Henry had ordered that Richard’s body, almost naked, should be placed on public display for two days in Leicester, ‘for all men to wonder upon’. In doing so, it was clear that Henry intended to prove that Richard had died in battle, to prevent any rumours to the contrary. After the battle of Barnet, Edward IV had done the same with Warwick’s body, which had been displayed at St Paul’s laid out almost naked in a wooden coffin. Men flocked to get a sight of the dead king, ‘with everyone wishing to look at him’, ‘naked and despoiled to the very skin, and nothing left about him, not so much as a clout to cover his privy parts’. Richard’s bloodied and near-naked corpse had been trussed up in the collegiate church of St Mary-in-the-Newarke. The decision to display his mortal remains there appears to have been entirely deliberate: not only was the church a Lancastrian foundation, Richard’s body would suffer the further indignity of being displayed among the tombs of Henry, Earl of Lancaster, Henry, Duke of Lancaster and Mary de Bohun, the grandmother of Henry VI, who had all been buried there. The message could not be clearer: Henry, the inheritor of the Lancastrian dynasty, had finally ensured that vengeance had been secured. When Richard’s corpse was cut down, Henry chose not to have the Yorkist king buried among his Lancastrian ancestors, but rather in the plainer Greyfriars church, part of the Franciscan Friary, ‘irreverently buried’ without any funeral ceremony in the choir of the Franciscan Friars Minor in Leicester.
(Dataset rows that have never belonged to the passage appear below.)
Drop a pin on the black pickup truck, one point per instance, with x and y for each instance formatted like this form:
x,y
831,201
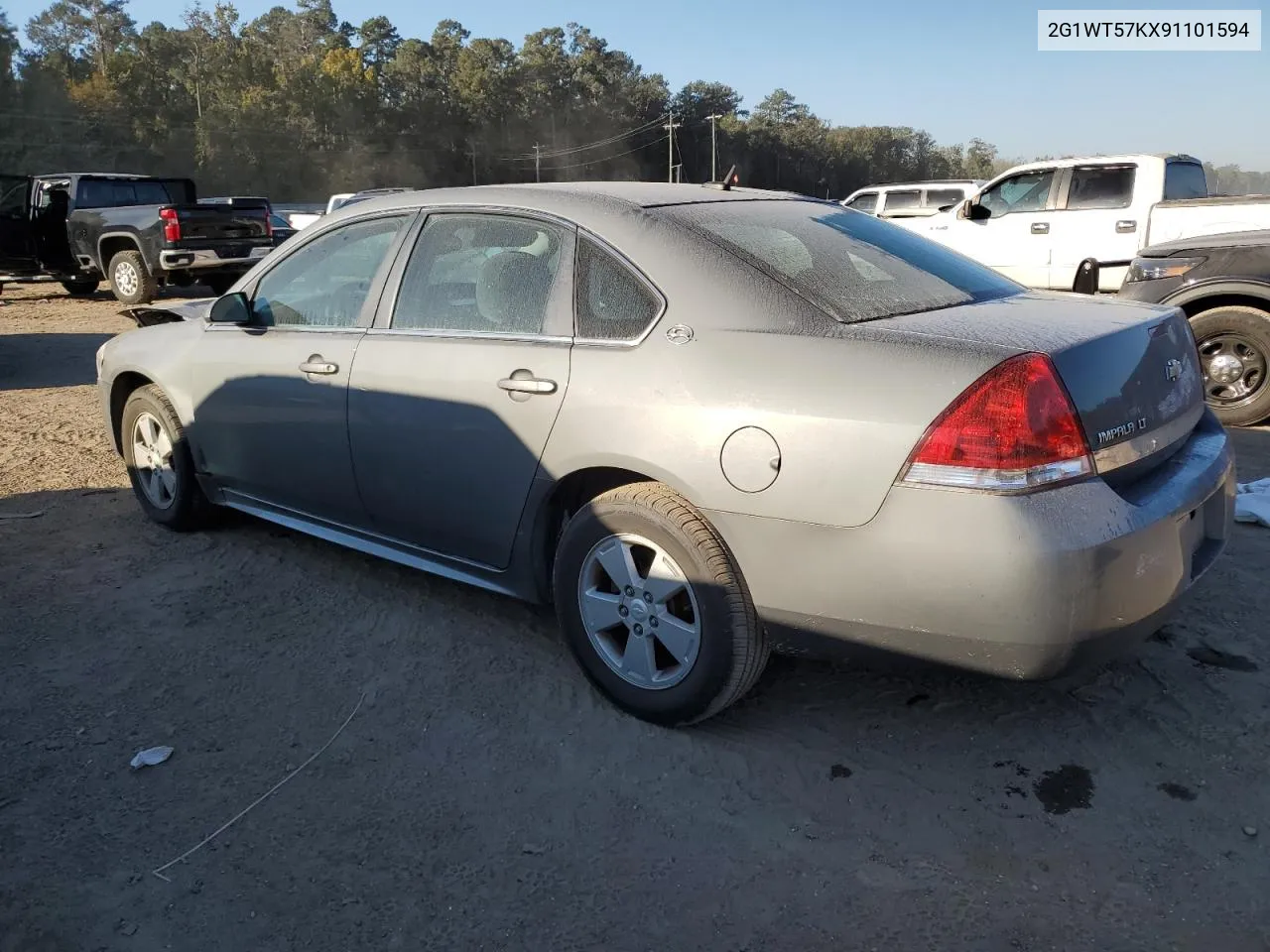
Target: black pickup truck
x,y
140,232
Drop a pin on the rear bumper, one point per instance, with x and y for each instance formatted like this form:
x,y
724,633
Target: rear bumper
x,y
180,261
1019,587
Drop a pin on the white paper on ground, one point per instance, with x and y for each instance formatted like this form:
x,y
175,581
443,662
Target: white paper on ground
x,y
150,757
1252,502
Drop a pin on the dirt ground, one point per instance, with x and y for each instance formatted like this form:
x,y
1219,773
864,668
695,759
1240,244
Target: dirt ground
x,y
484,797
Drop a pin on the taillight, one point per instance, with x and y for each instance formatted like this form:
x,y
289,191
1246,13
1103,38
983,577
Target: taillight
x,y
171,223
1014,429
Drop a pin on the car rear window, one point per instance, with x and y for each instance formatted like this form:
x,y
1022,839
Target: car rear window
x,y
852,266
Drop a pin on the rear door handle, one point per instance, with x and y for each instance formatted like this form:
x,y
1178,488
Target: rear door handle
x,y
317,363
527,385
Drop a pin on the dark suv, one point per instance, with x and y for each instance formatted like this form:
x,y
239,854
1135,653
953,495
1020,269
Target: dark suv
x,y
1222,282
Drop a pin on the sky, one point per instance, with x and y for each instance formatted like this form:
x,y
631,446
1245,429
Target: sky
x,y
956,70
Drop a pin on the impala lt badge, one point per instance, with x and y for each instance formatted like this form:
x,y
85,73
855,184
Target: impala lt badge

It was not until ten years later, in September 1495, that Henry would give thought to providing the dead king with any tombstone to mark his grave, ordering that James Keyley be paid £10 1s for making ‘King Richard’s tomb’. Even in the grave, it seems, Richard would continue to cause controversy, with the payment for the alabaster monument becoming the subject of a lawsuit between two stonemasons. There are no contemporary descriptions of the monument, but a manuscript copy of its epitaph survives. It reads:
I, here, whom the earth encloses under ostentatious marble,
Was justly called Richard the Third.
I was Protector of my country, an uncle ruling on behalf of his nephew.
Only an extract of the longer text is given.